To add values to our NamedValues collection we use its Add method, which takes a BSTR and a pointer to a VARIANT for the name and the value respectively. We already have the group name from the command line as a _bstr_t that has a cast operator to return a BSTR. For the VARIANT we use the wrapper class _variant_t that takes care of initializing and destroying a wrapped VARIANT much like the _bstr_t. The PIUsers.Add method only uses the name portion of each NamedValue, so we need not store a value in the _variant_t (it is initialized as an empty VARIANT.). In the code here we have arbitrarily used a value of 1 as a long.
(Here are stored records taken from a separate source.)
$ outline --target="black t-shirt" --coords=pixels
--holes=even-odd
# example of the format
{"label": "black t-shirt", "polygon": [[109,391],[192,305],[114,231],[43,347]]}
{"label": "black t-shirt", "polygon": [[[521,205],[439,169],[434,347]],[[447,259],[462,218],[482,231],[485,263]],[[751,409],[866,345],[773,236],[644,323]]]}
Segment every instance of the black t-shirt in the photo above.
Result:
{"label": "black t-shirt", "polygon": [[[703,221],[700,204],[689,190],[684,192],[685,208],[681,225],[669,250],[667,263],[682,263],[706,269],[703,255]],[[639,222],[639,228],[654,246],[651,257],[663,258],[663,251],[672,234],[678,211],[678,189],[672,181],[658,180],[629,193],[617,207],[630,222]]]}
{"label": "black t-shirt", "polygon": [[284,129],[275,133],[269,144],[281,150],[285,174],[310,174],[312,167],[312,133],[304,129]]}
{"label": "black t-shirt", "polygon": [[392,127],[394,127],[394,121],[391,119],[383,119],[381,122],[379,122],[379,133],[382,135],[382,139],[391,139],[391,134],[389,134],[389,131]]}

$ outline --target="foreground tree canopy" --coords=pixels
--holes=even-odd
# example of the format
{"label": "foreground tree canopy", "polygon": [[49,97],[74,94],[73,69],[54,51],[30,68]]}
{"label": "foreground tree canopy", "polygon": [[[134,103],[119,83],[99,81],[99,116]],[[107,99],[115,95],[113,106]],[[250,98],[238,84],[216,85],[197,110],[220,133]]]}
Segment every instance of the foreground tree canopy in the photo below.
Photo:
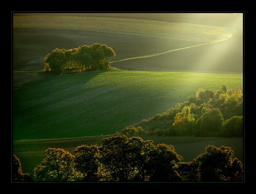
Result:
{"label": "foreground tree canopy", "polygon": [[[172,145],[155,146],[152,140],[123,135],[103,139],[100,146],[82,145],[73,154],[49,148],[46,155],[34,169],[36,181],[209,182],[241,181],[244,177],[242,162],[233,158],[231,148],[223,146],[209,145],[205,153],[183,162]],[[21,174],[13,170],[13,181],[29,181]]]}
{"label": "foreground tree canopy", "polygon": [[59,74],[70,71],[102,70],[110,67],[109,58],[115,56],[112,48],[97,43],[69,50],[56,48],[45,58],[45,70]]}
{"label": "foreground tree canopy", "polygon": [[224,85],[215,92],[200,89],[184,103],[135,126],[125,126],[117,134],[242,137],[243,91]]}

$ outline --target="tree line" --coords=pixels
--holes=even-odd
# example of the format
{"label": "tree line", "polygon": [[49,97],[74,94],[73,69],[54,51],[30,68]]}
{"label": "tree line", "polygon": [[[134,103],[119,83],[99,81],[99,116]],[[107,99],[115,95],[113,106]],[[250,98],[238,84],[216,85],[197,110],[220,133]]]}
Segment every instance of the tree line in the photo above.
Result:
{"label": "tree line", "polygon": [[[72,154],[49,148],[46,157],[35,168],[35,181],[121,182],[243,181],[243,167],[233,158],[231,148],[208,145],[205,152],[188,162],[171,145],[156,145],[151,140],[125,135],[103,139],[100,146],[78,146]],[[12,181],[31,181],[13,157]]]}
{"label": "tree line", "polygon": [[115,56],[111,48],[97,43],[68,50],[56,48],[45,57],[45,71],[60,74],[103,70],[110,67],[109,58]]}
{"label": "tree line", "polygon": [[242,137],[243,89],[225,85],[214,91],[199,89],[183,103],[140,123],[125,126],[117,134]]}

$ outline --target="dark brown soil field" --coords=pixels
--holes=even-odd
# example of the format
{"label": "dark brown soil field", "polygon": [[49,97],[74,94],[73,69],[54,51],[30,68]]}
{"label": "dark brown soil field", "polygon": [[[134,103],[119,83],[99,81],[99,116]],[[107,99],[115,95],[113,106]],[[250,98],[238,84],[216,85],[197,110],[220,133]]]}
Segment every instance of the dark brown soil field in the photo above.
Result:
{"label": "dark brown soil field", "polygon": [[[27,14],[17,14],[24,15]],[[178,16],[164,13],[122,13],[118,15],[109,13],[104,15],[100,13],[66,14],[66,15],[77,14],[81,16],[104,15],[167,22],[182,23],[190,20],[195,24],[220,27],[228,27],[233,24],[232,15],[224,20],[221,13],[210,14],[203,17],[200,14],[189,13],[181,14]],[[238,26],[231,38],[215,43],[214,45],[209,44],[154,57],[114,62],[111,65],[118,68],[131,70],[243,72],[244,43],[241,26],[243,24]],[[54,76],[43,72],[44,58],[56,48],[68,50],[84,45],[91,45],[95,43],[105,44],[112,48],[116,53],[116,56],[111,59],[111,62],[113,62],[196,44],[193,41],[64,29],[15,28],[13,29],[12,35],[12,90]],[[218,56],[218,58],[216,56]],[[29,173],[33,178],[33,170],[45,158],[45,151],[48,148],[63,148],[73,154],[73,151],[81,145],[100,144],[105,137],[13,142],[13,154],[20,158],[23,172]],[[150,136],[142,138],[144,140],[152,140],[156,145],[164,143],[173,145],[176,152],[183,157],[185,162],[191,161],[204,153],[204,148],[208,145],[230,147],[234,151],[235,157],[244,161],[243,138]]]}

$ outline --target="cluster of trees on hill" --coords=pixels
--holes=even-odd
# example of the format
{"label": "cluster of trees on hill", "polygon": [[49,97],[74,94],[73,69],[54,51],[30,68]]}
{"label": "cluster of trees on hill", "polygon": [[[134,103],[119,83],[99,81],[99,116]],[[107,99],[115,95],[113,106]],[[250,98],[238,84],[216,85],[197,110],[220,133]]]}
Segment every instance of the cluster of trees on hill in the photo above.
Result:
{"label": "cluster of trees on hill", "polygon": [[56,48],[45,58],[45,70],[60,74],[67,71],[86,71],[107,69],[109,58],[116,56],[105,44],[95,43],[69,50]]}
{"label": "cluster of trees on hill", "polygon": [[228,89],[225,85],[215,92],[200,89],[186,101],[117,134],[242,137],[243,92],[242,89]]}
{"label": "cluster of trees on hill", "polygon": [[[71,154],[49,148],[46,157],[34,169],[38,181],[222,182],[243,181],[243,167],[233,159],[231,148],[209,145],[205,152],[188,162],[174,147],[155,145],[151,140],[125,135],[103,139],[100,146],[82,145]],[[12,180],[28,181],[13,156]]]}

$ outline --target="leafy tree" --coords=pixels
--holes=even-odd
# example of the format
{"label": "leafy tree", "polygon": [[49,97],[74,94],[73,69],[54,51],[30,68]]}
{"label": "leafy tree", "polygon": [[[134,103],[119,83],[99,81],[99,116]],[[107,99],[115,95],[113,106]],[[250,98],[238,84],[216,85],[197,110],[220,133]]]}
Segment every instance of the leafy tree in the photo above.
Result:
{"label": "leafy tree", "polygon": [[219,109],[209,109],[197,120],[197,136],[218,137],[224,122],[224,119]]}
{"label": "leafy tree", "polygon": [[21,163],[19,159],[12,155],[12,177],[13,182],[31,182],[32,179],[29,174],[23,173],[21,169]]}
{"label": "leafy tree", "polygon": [[222,136],[224,137],[242,137],[243,135],[243,116],[234,116],[223,123]]}
{"label": "leafy tree", "polygon": [[200,181],[233,181],[235,178],[242,179],[242,163],[236,158],[233,159],[233,155],[231,148],[210,145],[206,147],[205,152],[195,159],[199,165]]}
{"label": "leafy tree", "polygon": [[189,106],[185,106],[181,112],[177,113],[174,118],[174,122],[172,127],[175,129],[179,130],[180,135],[190,136],[194,130],[195,119],[194,115],[191,114],[191,107],[194,107],[192,103]]}
{"label": "leafy tree", "polygon": [[156,150],[151,152],[147,163],[149,181],[153,182],[180,182],[182,179],[177,170],[183,159],[172,145],[164,143],[156,146]]}
{"label": "leafy tree", "polygon": [[147,155],[155,148],[152,141],[123,135],[103,139],[99,149],[110,180],[132,181],[144,180]]}
{"label": "leafy tree", "polygon": [[198,182],[200,180],[200,163],[193,159],[188,162],[178,164],[178,171],[183,181]]}
{"label": "leafy tree", "polygon": [[45,58],[45,66],[49,67],[53,73],[60,74],[63,72],[66,64],[65,57],[65,50],[56,48]]}
{"label": "leafy tree", "polygon": [[103,170],[99,163],[99,155],[98,148],[96,145],[82,145],[74,151],[75,168],[82,174],[80,180],[102,180]]}
{"label": "leafy tree", "polygon": [[46,157],[34,170],[36,181],[66,181],[75,180],[75,156],[63,149],[48,148]]}

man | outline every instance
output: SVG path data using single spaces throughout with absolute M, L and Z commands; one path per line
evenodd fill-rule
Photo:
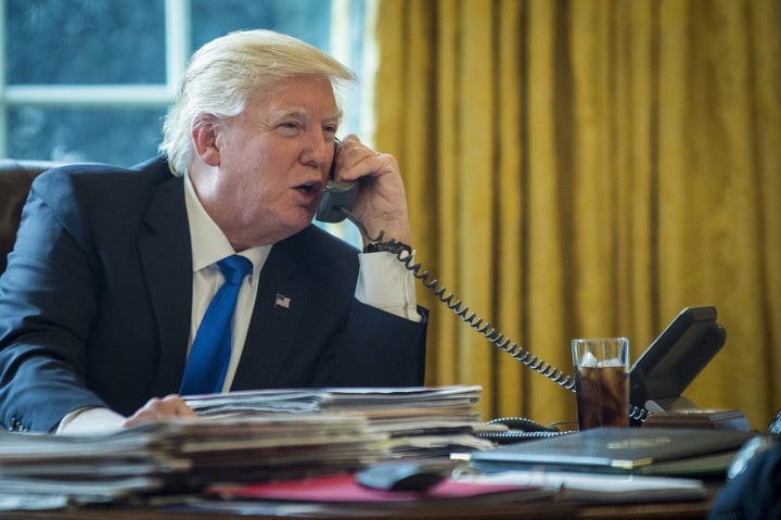
M 395 158 L 354 136 L 334 151 L 334 86 L 351 79 L 294 38 L 230 34 L 193 55 L 161 157 L 39 176 L 0 278 L 0 424 L 194 415 L 180 394 L 200 392 L 184 380 L 215 352 L 199 329 L 235 253 L 251 272 L 236 278 L 214 391 L 422 384 L 414 278 L 311 224 L 334 162 L 337 180 L 360 179 L 357 219 L 411 243 Z

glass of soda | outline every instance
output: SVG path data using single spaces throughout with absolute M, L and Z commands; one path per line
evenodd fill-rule
M 629 340 L 572 341 L 578 428 L 629 426 Z

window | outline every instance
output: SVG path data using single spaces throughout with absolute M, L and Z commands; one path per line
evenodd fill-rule
M 340 59 L 359 81 L 363 0 L 0 0 L 0 156 L 130 166 L 157 153 L 191 53 L 231 30 L 270 28 Z

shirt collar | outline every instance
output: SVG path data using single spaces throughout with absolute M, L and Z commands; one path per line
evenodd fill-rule
M 187 174 L 184 175 L 184 204 L 190 225 L 193 272 L 215 265 L 222 258 L 235 253 L 222 230 L 204 210 L 195 193 L 195 188 L 190 181 L 190 176 Z M 271 245 L 256 245 L 239 252 L 253 264 L 251 279 L 253 286 L 257 284 L 260 269 L 270 252 Z

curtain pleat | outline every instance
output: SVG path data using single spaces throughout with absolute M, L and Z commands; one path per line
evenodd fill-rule
M 714 305 L 727 344 L 686 396 L 767 427 L 780 21 L 778 0 L 380 0 L 373 141 L 399 160 L 422 269 L 488 327 L 419 287 L 428 384 L 481 384 L 487 418 L 575 420 L 524 364 L 569 375 L 571 340 L 596 335 L 633 360 Z

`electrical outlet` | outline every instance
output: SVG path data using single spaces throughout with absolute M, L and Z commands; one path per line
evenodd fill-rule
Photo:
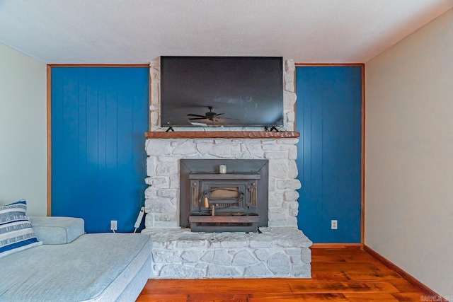
M 338 228 L 338 222 L 336 220 L 331 221 L 331 228 L 332 230 L 336 230 Z
M 117 221 L 116 220 L 110 221 L 110 230 L 116 231 L 117 228 Z

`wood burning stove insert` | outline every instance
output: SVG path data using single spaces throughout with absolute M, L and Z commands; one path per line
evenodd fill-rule
M 219 173 L 221 165 L 226 173 Z M 267 226 L 267 160 L 183 159 L 180 168 L 180 226 L 194 232 L 256 232 Z

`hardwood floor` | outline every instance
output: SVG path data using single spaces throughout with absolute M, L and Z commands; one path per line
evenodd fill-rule
M 312 249 L 312 278 L 149 280 L 137 301 L 420 301 L 427 295 L 357 248 Z

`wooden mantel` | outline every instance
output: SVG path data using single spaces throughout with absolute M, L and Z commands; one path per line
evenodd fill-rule
M 282 131 L 181 131 L 145 132 L 147 139 L 292 139 L 299 132 Z

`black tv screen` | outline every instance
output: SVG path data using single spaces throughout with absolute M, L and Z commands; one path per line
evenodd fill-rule
M 282 126 L 282 62 L 161 57 L 161 127 Z

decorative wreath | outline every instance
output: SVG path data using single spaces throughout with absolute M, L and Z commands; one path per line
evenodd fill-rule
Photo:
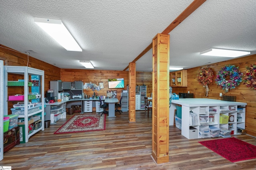
M 244 84 L 251 89 L 256 90 L 256 63 L 246 67 L 245 76 L 243 78 Z
M 228 89 L 235 88 L 242 81 L 243 74 L 238 70 L 238 68 L 239 67 L 234 65 L 225 66 L 219 71 L 215 83 L 220 85 L 226 92 L 228 91 Z
M 212 82 L 214 76 L 212 70 L 210 68 L 206 67 L 201 68 L 197 74 L 197 80 L 199 82 L 199 84 L 206 88 L 206 96 L 208 96 L 209 91 L 208 84 Z

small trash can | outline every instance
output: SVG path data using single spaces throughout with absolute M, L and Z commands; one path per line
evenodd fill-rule
M 72 115 L 74 114 L 74 109 L 73 108 L 69 108 L 68 110 L 68 113 L 69 115 Z
M 44 121 L 44 128 L 48 128 L 50 127 L 50 123 L 51 123 L 50 120 L 45 120 Z

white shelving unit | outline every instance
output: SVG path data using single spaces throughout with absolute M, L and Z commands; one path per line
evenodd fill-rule
M 232 135 L 239 134 L 237 131 L 238 127 L 245 129 L 246 103 L 196 98 L 173 100 L 172 103 L 171 107 L 175 107 L 174 104 L 182 105 L 181 134 L 188 139 L 209 137 L 208 132 L 205 130 L 209 129 L 209 126 L 232 130 L 233 131 Z M 238 107 L 242 108 L 238 111 Z M 238 121 L 238 114 L 239 121 Z M 223 115 L 228 117 L 232 115 L 234 121 L 220 121 L 220 117 Z M 191 135 L 192 131 L 190 130 L 191 127 L 198 130 L 196 135 Z
M 19 115 L 19 118 L 24 118 L 24 119 L 25 127 L 28 127 L 28 117 L 35 115 L 36 114 L 41 113 L 40 117 L 42 120 L 42 126 L 37 130 L 34 130 L 32 133 L 28 134 L 28 131 L 25 131 L 25 134 L 23 134 L 23 136 L 25 136 L 25 142 L 28 141 L 28 139 L 32 135 L 34 135 L 40 131 L 44 130 L 44 71 L 36 68 L 34 68 L 27 66 L 5 66 L 4 67 L 4 87 L 5 88 L 4 91 L 4 99 L 6 101 L 4 105 L 4 115 L 8 114 L 8 88 L 7 86 L 8 80 L 8 74 L 13 74 L 23 75 L 24 79 L 24 115 Z M 41 104 L 42 104 L 41 108 L 38 111 L 28 113 L 28 102 L 29 101 L 28 99 L 28 94 L 29 92 L 29 88 L 28 86 L 29 76 L 31 75 L 38 76 L 40 79 L 39 86 L 40 86 L 41 90 Z M 14 88 L 12 86 L 12 88 Z
M 84 112 L 92 112 L 92 101 L 85 101 L 84 102 Z
M 4 93 L 4 62 L 0 60 L 0 94 Z M 4 96 L 0 95 L 0 160 L 4 158 Z
M 104 101 L 102 101 L 102 102 L 104 102 Z M 100 102 L 99 101 L 95 101 L 95 107 L 96 107 L 96 112 L 100 113 L 102 112 L 103 111 L 104 108 L 102 107 L 100 108 L 100 106 L 101 105 L 101 104 L 100 103 Z M 85 105 L 84 105 L 85 107 Z
M 135 110 L 140 110 L 140 92 L 136 92 L 135 100 Z
M 122 97 L 121 101 L 121 110 L 122 111 L 128 111 L 129 107 L 128 93 L 121 93 L 121 96 Z
M 147 86 L 140 86 L 140 110 L 145 109 L 145 100 L 144 98 L 147 96 Z

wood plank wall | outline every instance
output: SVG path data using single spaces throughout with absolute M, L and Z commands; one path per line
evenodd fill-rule
M 33 54 L 31 54 L 33 56 Z M 44 70 L 44 92 L 45 93 L 50 89 L 50 81 L 54 80 L 60 79 L 60 68 L 54 65 L 36 59 L 32 57 L 28 56 L 26 54 L 17 51 L 0 44 L 0 59 L 4 61 L 5 65 L 28 66 L 30 67 Z M 17 81 L 18 79 L 23 79 L 23 76 L 18 74 L 8 74 L 8 80 Z M 24 88 L 20 87 L 14 88 L 8 91 L 8 96 L 14 95 L 16 94 L 23 94 Z M 17 101 L 9 102 L 8 108 L 12 107 L 14 104 L 17 103 Z M 11 114 L 11 110 L 8 109 L 8 114 Z
M 108 88 L 108 80 L 111 78 L 124 78 L 124 88 Z M 62 69 L 61 79 L 62 81 L 82 81 L 84 83 L 95 83 L 97 85 L 103 82 L 104 88 L 96 92 L 100 96 L 106 96 L 107 91 L 116 90 L 117 98 L 120 100 L 122 90 L 126 90 L 129 84 L 129 72 L 128 71 L 101 70 L 88 69 Z M 152 91 L 152 73 L 148 72 L 136 72 L 136 85 L 141 86 L 144 84 L 147 86 L 147 96 L 150 96 Z M 84 93 L 92 96 L 94 92 L 90 89 L 84 90 Z
M 60 79 L 60 68 L 50 64 L 33 58 L 30 54 L 28 64 L 28 55 L 0 44 L 0 59 L 4 61 L 4 65 L 27 66 L 44 70 L 44 91 L 50 88 L 50 81 Z M 27 65 L 28 64 L 28 65 Z M 17 81 L 16 77 L 13 80 Z M 9 79 L 10 80 L 12 80 Z M 17 92 L 17 93 L 19 92 Z M 17 93 L 18 94 L 18 93 Z
M 20 53 L 15 51 L 3 45 L 0 45 L 0 59 L 4 61 L 5 65 L 23 66 L 27 65 L 28 57 L 26 54 Z M 28 66 L 44 70 L 45 80 L 44 87 L 45 92 L 46 92 L 48 89 L 50 88 L 50 81 L 56 80 L 62 80 L 62 81 L 78 81 L 83 80 L 85 75 L 90 75 L 84 81 L 91 81 L 92 82 L 96 83 L 101 82 L 102 76 L 104 78 L 105 87 L 104 90 L 102 91 L 102 95 L 106 95 L 107 90 L 108 89 L 107 79 L 111 78 L 115 76 L 118 75 L 124 77 L 125 79 L 125 85 L 128 84 L 128 71 L 101 71 L 92 70 L 81 70 L 82 72 L 86 74 L 83 74 L 80 73 L 81 77 L 75 76 L 76 70 L 60 69 L 50 64 L 38 60 L 33 57 L 33 54 L 30 54 L 28 58 Z M 171 62 L 170 61 L 170 62 Z M 226 65 L 234 64 L 236 66 L 239 66 L 239 70 L 242 72 L 246 70 L 246 67 L 250 66 L 256 63 L 256 55 L 252 55 L 226 61 L 217 63 L 204 66 L 209 66 L 212 68 L 214 72 L 214 77 L 222 67 Z M 194 93 L 196 98 L 206 98 L 205 90 L 202 86 L 200 85 L 196 80 L 196 75 L 198 73 L 200 67 L 197 67 L 188 70 L 188 87 L 172 87 L 172 92 L 174 93 L 178 94 L 179 92 L 186 93 L 189 91 L 190 93 Z M 65 73 L 66 71 L 68 72 Z M 95 71 L 95 72 L 94 72 Z M 120 74 L 124 74 L 123 75 Z M 70 74 L 68 76 L 68 74 Z M 106 76 L 106 74 L 108 76 Z M 65 74 L 67 74 L 65 76 Z M 126 75 L 126 77 L 124 76 Z M 63 80 L 62 80 L 63 79 Z M 147 86 L 147 96 L 150 96 L 152 92 L 152 72 L 136 72 L 136 84 L 142 85 L 143 84 Z M 256 136 L 256 90 L 250 90 L 245 85 L 241 84 L 236 87 L 234 90 L 232 90 L 228 93 L 225 93 L 215 84 L 214 81 L 212 84 L 208 85 L 209 92 L 208 97 L 209 98 L 220 99 L 219 96 L 220 93 L 222 93 L 223 94 L 228 96 L 236 96 L 236 101 L 238 102 L 244 102 L 247 103 L 246 108 L 246 127 L 247 133 Z M 125 88 L 126 90 L 126 88 Z M 120 93 L 122 90 L 118 90 Z M 17 92 L 18 93 L 18 92 Z M 101 94 L 99 92 L 99 94 Z
M 171 62 L 170 61 L 170 62 Z M 239 67 L 239 70 L 244 73 L 246 66 L 256 63 L 256 55 L 234 59 L 228 61 L 219 62 L 204 66 L 211 68 L 214 72 L 214 77 L 212 83 L 208 84 L 209 94 L 205 97 L 205 89 L 199 84 L 197 80 L 197 75 L 201 67 L 195 67 L 188 70 L 188 87 L 172 87 L 172 92 L 178 94 L 179 92 L 194 93 L 195 98 L 209 98 L 220 100 L 220 93 L 222 95 L 235 96 L 236 101 L 247 103 L 246 107 L 246 129 L 247 133 L 256 136 L 256 90 L 251 90 L 245 85 L 241 84 L 235 89 L 225 93 L 215 84 L 215 80 L 218 72 L 225 65 L 234 64 Z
Then we call NamedValues.Add, which builds a new NamedValue object from the passed arguments and adds it to the NamedValues collection.

_variant_t vtTemp;

vtTemp = (long)1; // not used

nvGroups->Add(bGroupName,&vtTemp); 

Next we retrieve the PIUsers collection from the server in much the same way we retrieved the PIGroups collection.

pUsers = pServer->PIUsers; 

We construct strings as _bstr_t objects for the password and context string to pass to the PIUsers.Add command

_bstr_t bPassword = L""; 

_bstr_t bContext = L"default"; 

We use the L prefix here to generate a wide character (Unicode) string. The _bstr_t class can be constructed with multi byte characters also but all COM calls use Unicode and the Add call takes BSTR's so when we pass the _bstr_t as an argument it would call its BSTR cast and have to translate to Unicode if we didn't start with the Unicode string.

At last we make the call that performs the program's intended function:

pUsers->Add(bUserName,(_bstr_t)L"Newly Added User",bPassword,nvGroups,bContext); 

If no exception is thrown (we don't enter the catch code) then we have successfully added the new user.

Finally we call CoUninitialize to close down our apartment and clean up resources and exit the program.

While the discussion of the sample code may be lengthy, using the built-in COM support makes the actual code concise, intuitive, and readable. Of course you can program the PI-SDK in C and C++ by making explicit CoCreateInstance, QueryInterface, AddRef, Release, etc. calls as well. This may be necessary if you don't have access to Microsoft compilers.